The Dogs and Demons have embodied the spirit of fearless football throughout their different paths to this year's grand final.

But to Lee, both clubs showed their willingness to take one big risk when they were in the AFL doldrums some eight years ago.

In 2013, Melbourne's AFL team finished 17th while the Bulldogs weren't much better, landing in 15th.

But that year, those two AFL clubs pioneered top-level women's football by holding a draft, then an exhibition match - an initiative that grew over the following three seasons and led to the AFLW in 2017.

"(When you look at) where both clubs were at the time this initiative was put on the table, I'm sure there were internal conversations around 'well we need to get our investment right in our men's program before we bring a women's football team in,'" Lee told AAP.

"But just the intuition and the ability to do the right thing for the sport but also for the club, and clearly they could see a pathway of benefit to the club as well - growing supporter base, growing commercial assets.

"Now, that wasn't the main focus, but there was an opportunity for that to become an outcome.

"But equally, it was a risky business decision at the time, because we didn't have any data or understanding of what the outcome would be - (though) I was pretty sure what the outcome would be.

"But as a result, it's been phenomenal for both clubs and both clubs deserve that kudos, because they took a risk and they were foundation clubs and they should be celebrated for the creation of AFLW."

The Bulldogs have since won the 2016 AFL premiership and the 2018 AFLW premiership, while Melbourne have also come on in leaps and bounds, though success has eluded both the Demons' top teams.

But to Lee, the impact of concerted, genuine efforts to embrace the women's game on a club is intangible.

"Footy clubs are a snapshot of your community and now we've got a true representation of that," Lee said.

"We represent both genders, across four programs (AFL, AFLW, VFL, VFLW). It's a strength of the club, it's in terms of culture, it's fantastic in terms of the representation, the different lenses both programs bring, and the different learnings.

"Because you've got more people involved, different genders involved at the same time, there's a different perspective and a different lens and that only can benefit your organisation.

"... We've seen the outcomes the clubs that have had a women's team (gain) from an organisation point of view, an environment point of view and a revenue point of view - how that's been of benefit."

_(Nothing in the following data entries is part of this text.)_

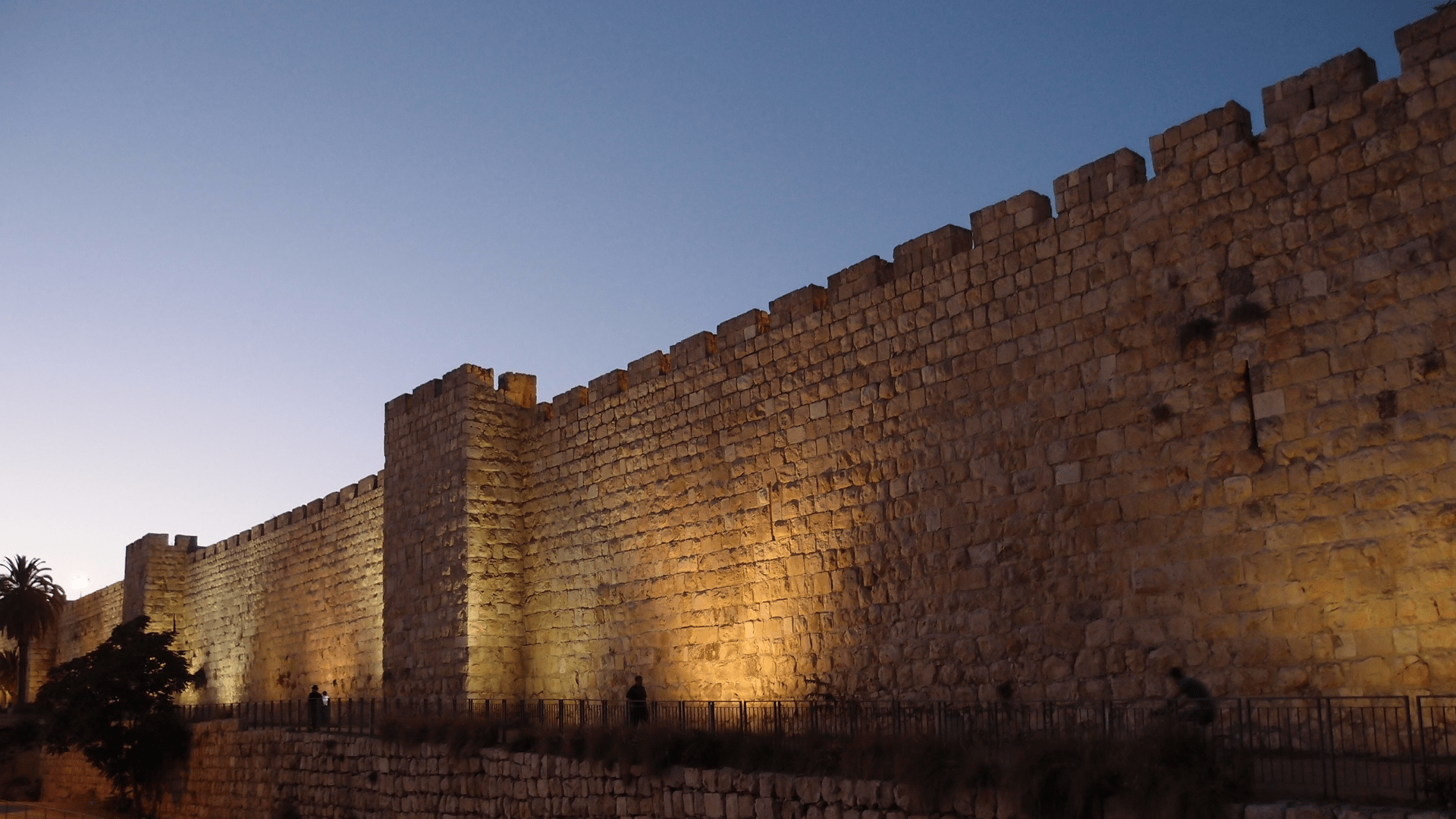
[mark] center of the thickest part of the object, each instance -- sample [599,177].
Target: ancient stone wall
[1203,419]
[453,535]
[88,621]
[264,773]
[291,602]
[258,773]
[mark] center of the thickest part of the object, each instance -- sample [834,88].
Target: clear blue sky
[229,234]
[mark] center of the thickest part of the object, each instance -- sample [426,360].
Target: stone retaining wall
[255,774]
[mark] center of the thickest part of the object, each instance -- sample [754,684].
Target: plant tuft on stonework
[115,707]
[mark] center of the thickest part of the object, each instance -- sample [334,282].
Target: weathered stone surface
[1204,419]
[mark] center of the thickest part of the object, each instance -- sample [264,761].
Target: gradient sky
[229,234]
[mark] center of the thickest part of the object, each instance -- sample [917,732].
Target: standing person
[1201,710]
[315,706]
[637,703]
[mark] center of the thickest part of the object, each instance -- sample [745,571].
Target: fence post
[1410,751]
[1326,742]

It will also be the first time two clubs with female presidents face off in the season decider.

Kylie Watson-Wheeler and Kate Roffey head up the Dogs and Demons respectively, joining Richmond's Peggy O'Neal as women in the top job.

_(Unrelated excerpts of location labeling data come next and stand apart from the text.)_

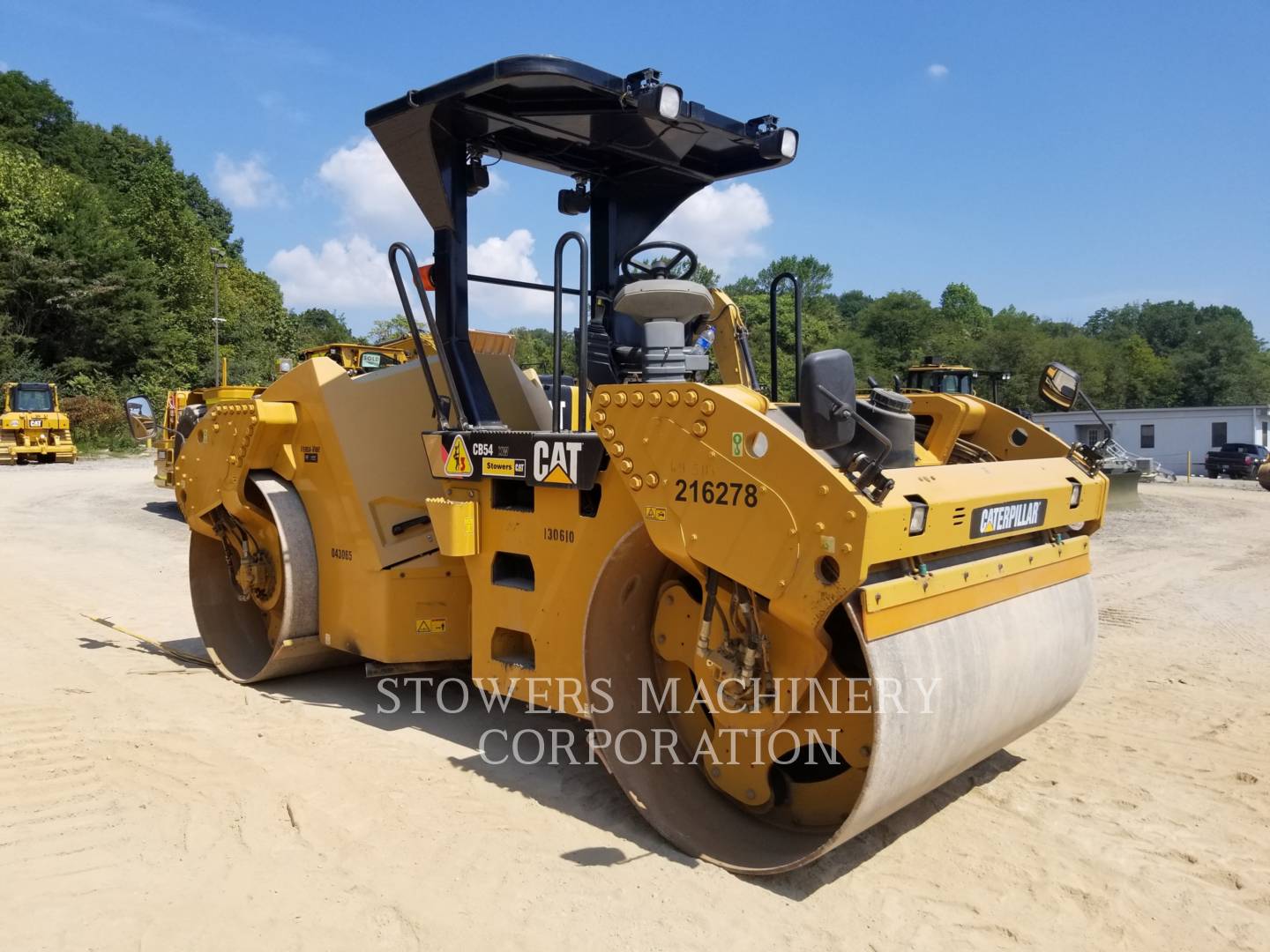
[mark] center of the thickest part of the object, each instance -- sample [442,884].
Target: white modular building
[1166,435]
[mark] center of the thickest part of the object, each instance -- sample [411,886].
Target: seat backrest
[663,299]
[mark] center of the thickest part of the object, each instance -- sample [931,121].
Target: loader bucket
[1123,490]
[997,673]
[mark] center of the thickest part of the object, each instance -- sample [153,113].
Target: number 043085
[716,493]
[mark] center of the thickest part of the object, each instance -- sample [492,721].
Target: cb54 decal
[568,460]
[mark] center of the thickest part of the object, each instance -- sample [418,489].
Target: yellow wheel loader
[34,427]
[781,621]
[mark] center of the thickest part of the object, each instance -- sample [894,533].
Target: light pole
[217,267]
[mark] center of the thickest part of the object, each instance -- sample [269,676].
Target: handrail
[557,315]
[442,357]
[798,331]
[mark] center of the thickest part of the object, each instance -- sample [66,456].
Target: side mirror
[141,418]
[827,398]
[1059,386]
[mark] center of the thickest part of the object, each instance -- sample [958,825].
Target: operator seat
[663,299]
[616,346]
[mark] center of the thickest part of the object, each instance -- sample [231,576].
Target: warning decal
[459,462]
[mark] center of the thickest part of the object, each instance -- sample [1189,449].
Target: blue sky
[1058,158]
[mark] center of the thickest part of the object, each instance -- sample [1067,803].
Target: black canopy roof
[565,117]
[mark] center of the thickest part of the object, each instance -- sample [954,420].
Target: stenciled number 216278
[716,493]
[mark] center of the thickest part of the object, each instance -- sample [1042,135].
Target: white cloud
[369,190]
[494,308]
[342,274]
[355,274]
[247,184]
[279,107]
[719,224]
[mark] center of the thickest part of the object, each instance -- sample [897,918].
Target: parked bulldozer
[747,599]
[34,427]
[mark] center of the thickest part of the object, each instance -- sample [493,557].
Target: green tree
[389,329]
[317,326]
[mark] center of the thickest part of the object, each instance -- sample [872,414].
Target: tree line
[106,287]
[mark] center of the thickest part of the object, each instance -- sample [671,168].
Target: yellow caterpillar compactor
[34,427]
[784,621]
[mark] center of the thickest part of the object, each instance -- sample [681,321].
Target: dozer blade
[248,643]
[997,672]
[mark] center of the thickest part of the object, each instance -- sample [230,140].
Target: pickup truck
[1236,460]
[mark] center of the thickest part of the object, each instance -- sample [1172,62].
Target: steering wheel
[635,271]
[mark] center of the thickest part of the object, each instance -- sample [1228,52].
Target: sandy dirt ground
[153,805]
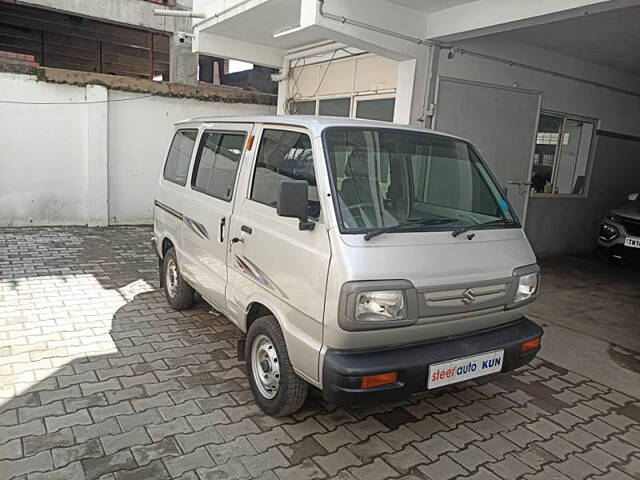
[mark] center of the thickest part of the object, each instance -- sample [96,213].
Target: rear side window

It's something that doesn't surprise Lee, having seen first-hand the "genuine and authentic approach they've had to women in sport".

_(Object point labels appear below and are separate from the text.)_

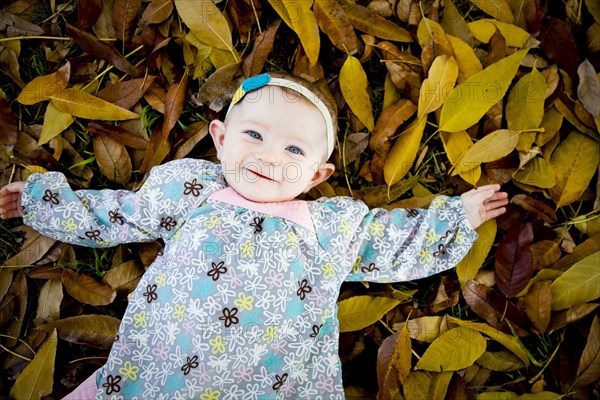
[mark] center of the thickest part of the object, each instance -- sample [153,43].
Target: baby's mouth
[261,176]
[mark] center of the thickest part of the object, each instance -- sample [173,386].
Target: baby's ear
[321,175]
[217,132]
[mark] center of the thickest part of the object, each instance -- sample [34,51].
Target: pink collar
[293,210]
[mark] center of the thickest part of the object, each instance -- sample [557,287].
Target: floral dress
[241,302]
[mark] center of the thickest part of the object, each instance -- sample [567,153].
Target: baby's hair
[292,93]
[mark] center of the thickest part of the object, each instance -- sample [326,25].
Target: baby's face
[272,146]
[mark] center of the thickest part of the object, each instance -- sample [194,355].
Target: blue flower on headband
[250,84]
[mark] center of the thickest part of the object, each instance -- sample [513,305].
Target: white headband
[259,81]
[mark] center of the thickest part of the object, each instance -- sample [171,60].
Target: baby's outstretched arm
[484,203]
[10,200]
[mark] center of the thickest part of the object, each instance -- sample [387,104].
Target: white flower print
[220,364]
[257,352]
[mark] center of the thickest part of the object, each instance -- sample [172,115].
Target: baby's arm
[10,200]
[484,203]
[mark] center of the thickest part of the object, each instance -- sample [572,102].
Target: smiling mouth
[260,175]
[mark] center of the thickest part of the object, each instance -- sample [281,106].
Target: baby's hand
[10,200]
[484,203]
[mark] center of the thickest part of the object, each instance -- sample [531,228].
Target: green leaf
[358,312]
[36,380]
[455,349]
[354,85]
[578,284]
[470,100]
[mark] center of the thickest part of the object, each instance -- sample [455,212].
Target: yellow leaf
[370,22]
[498,9]
[441,79]
[42,87]
[525,105]
[470,100]
[354,83]
[37,378]
[578,284]
[456,145]
[299,16]
[55,121]
[537,172]
[207,22]
[492,147]
[468,267]
[84,105]
[416,386]
[468,63]
[402,155]
[551,123]
[575,162]
[358,312]
[483,29]
[439,385]
[505,340]
[455,349]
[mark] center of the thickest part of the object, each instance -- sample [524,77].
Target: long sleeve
[103,218]
[392,246]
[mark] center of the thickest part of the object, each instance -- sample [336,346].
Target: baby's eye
[295,150]
[254,135]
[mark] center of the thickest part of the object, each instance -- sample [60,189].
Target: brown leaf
[118,134]
[191,137]
[534,12]
[558,44]
[113,159]
[538,208]
[218,89]
[125,17]
[34,248]
[8,129]
[19,291]
[545,254]
[514,261]
[588,370]
[88,12]
[573,314]
[477,297]
[254,62]
[335,24]
[126,94]
[388,123]
[123,277]
[91,330]
[103,50]
[537,305]
[155,96]
[368,21]
[156,12]
[584,249]
[85,289]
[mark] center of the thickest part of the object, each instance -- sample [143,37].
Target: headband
[260,81]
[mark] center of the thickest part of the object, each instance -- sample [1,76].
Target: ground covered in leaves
[433,97]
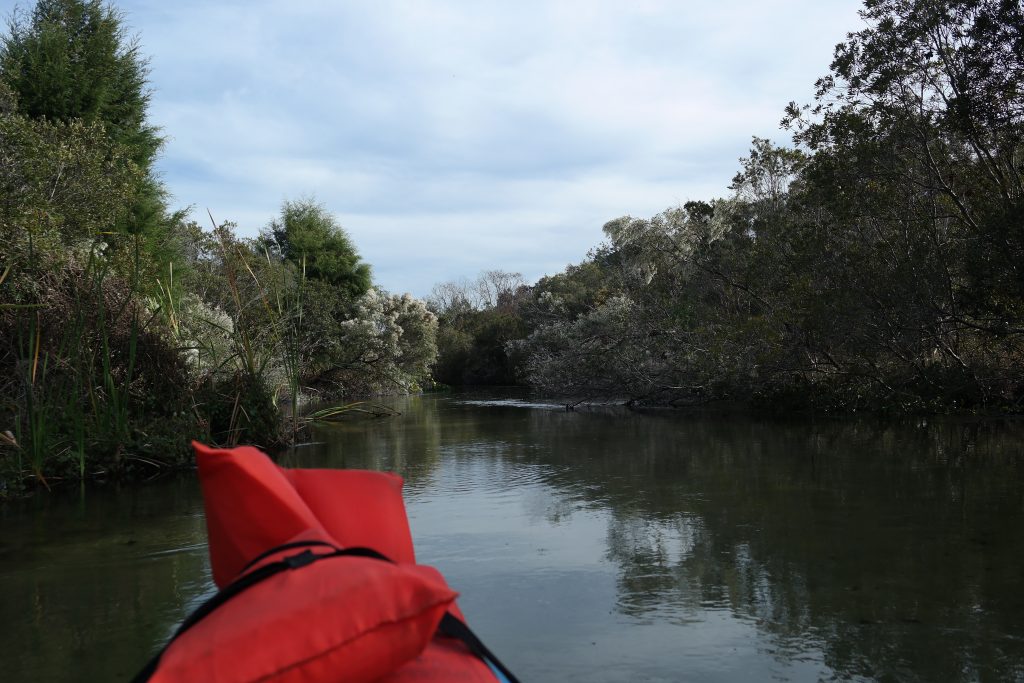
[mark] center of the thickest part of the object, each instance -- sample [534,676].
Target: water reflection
[866,550]
[605,546]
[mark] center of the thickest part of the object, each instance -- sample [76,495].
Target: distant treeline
[876,263]
[125,328]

Lee was the Bulldogs' community manager from 2005-2008, then crossed to Melbourne in 2009 to head up their community program.

She drove women's football while at the Demons, then led their women's program, before returning to the Dogs as general manager of women's football in 2017.

Just weeks after becoming the first woman inducted into the AFL Hall of Fame, Lee, a legendary player and administrator in her own right, will relish watching the two clubs face off.

"Obviously I'm going for the Bulldogs - I'll make that very clear," Lee said.

"But they're two great clubs that really have shaped a different lens for football and had the ability to change what our football code looks like."